Problems in $\sqrt{5x+4}=x-2$ So when I solve $\sqrt{5x+4}=x-2$, I end up with $x(x-9)=0$. Yet only when $x=9$ is the original inequality satisfied. Can somebody give me some details on what exactly goes wrong here? 
 A: I guess you started by squaring both sides:
$$\sqrt{5x+4} = x+2 \tag{A}$$
$$5x+4 = (x+2)^2 \tag{B}$$
While it is true that $(A)$ implies $(B)$, the other direction does not hold. Maybe a simple example is following: While $3^2 = 9 = (-3)^2$ is true, $3 = -3$ is clearly not true.
So if some $x = x_0 $ satisfis equation $(A)$ it must also satisfy the second equation $(B)$, but if some $x = x_1$ satisfies equation $(B)$ it does not necessarily satisfy $(A)$.
A: If you insert $x=0$, you can see what goes on:
$$
\sqrt{5\cdot0+4}=2\\
0-2=-2
$$
These are different. However, the moment you square both sides, you don't see this difference any more, as both sides become $4$.
In general, when you square an equation, in addition to the actual solutions where the left-hand side is equal to the right-hand side of the original equation, you suddenly include the cases where the left-hand side is the negative of the right-hand side.
A: It is just because$$\sqrt{5x+4}=x-2\implies5x+4=(x-2)^2,\tag1$$but this is not an equivalence. However, it is clear that, if $x<2$, then the equality $\sqrt{5x+4}=x-2$ cannot hold (since $\sqrt{5x+4}\geqslant0$ and $x-2<0$).
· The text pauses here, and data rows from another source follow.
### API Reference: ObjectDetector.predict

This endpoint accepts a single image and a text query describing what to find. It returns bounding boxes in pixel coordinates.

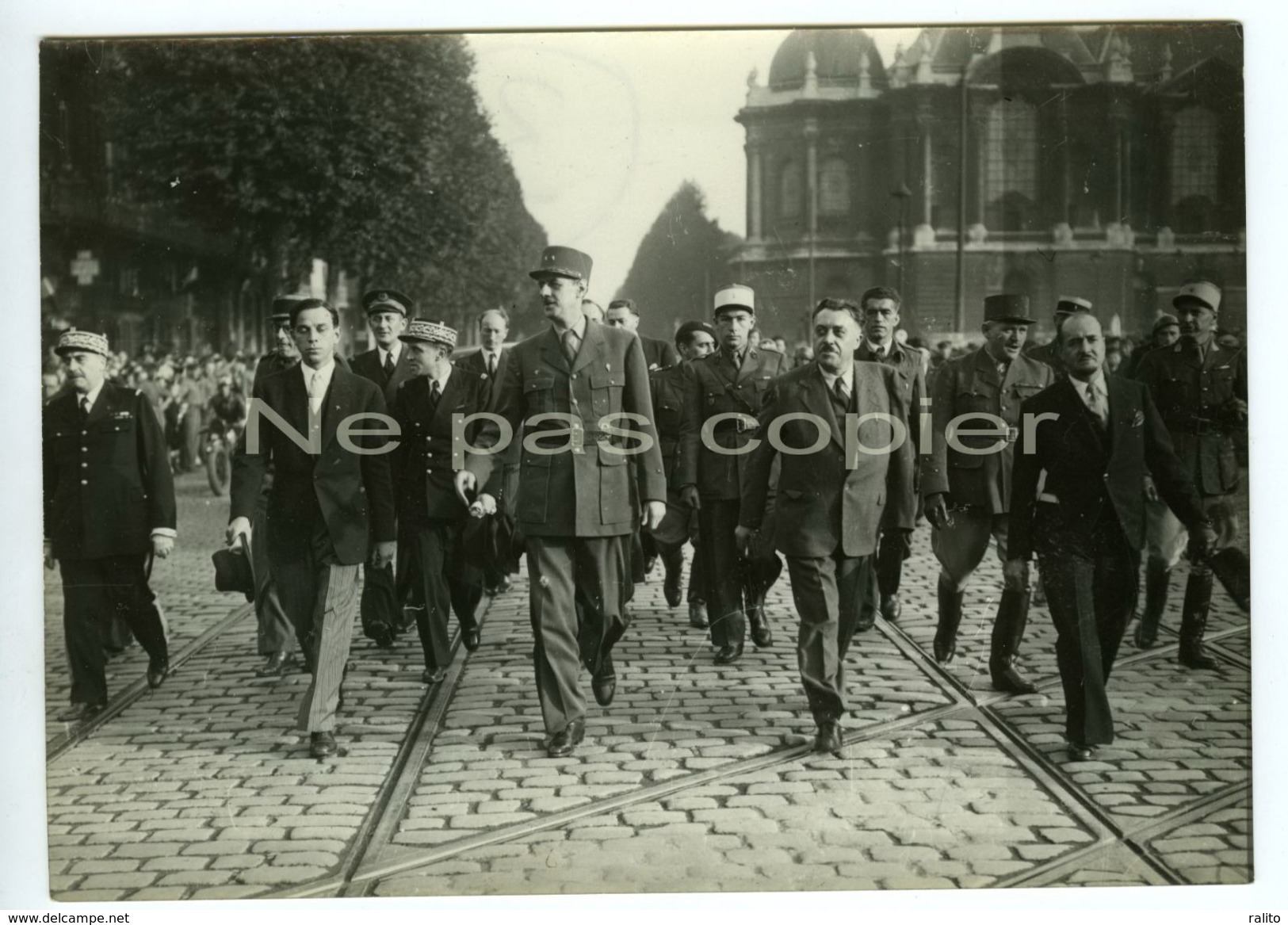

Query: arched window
[818,157,850,215]
[778,161,805,219]
[984,99,1038,231]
And if you restrict $x$ to $[2,\infty)$ then, yes, $(1)$ is an equivalence.
A: At $x=0$, the LHS is $2$, while the RHS is $-2$. So the new solution come from squaring both sides, because $(2)^2=(-2)^2$.
A: When you square both sides to solve, you create an extra incorrect answer. See, at x=0, the squares of both sides of the equation are equal, but the sides of the original equation are not. The constraint that x-2 cannot be negative is lost in the process of squaring, and thus an extra solution is created. 
A: As a general rule, when you are trying to solve an equation with radicals in the form $\sqrt{P(x)}>Q(x)$, you have to solve the following system:
$$\left\{\begin{matrix}
P(x)\geq0
\\Q(x)\geq0
\\P(x)=Q(x)^2
\end{matrix}\right.$$
So, I have:
$$\left\{\begin{matrix}
5x+4\geq0
\\x-2\geq0
\\5x+4=x^2-4x+4
\end{matrix}\right.$$
The solutions of the system are: $x(x-9)=0$ but $x=0$ isn't acceptable, so the only correct is $x=9$.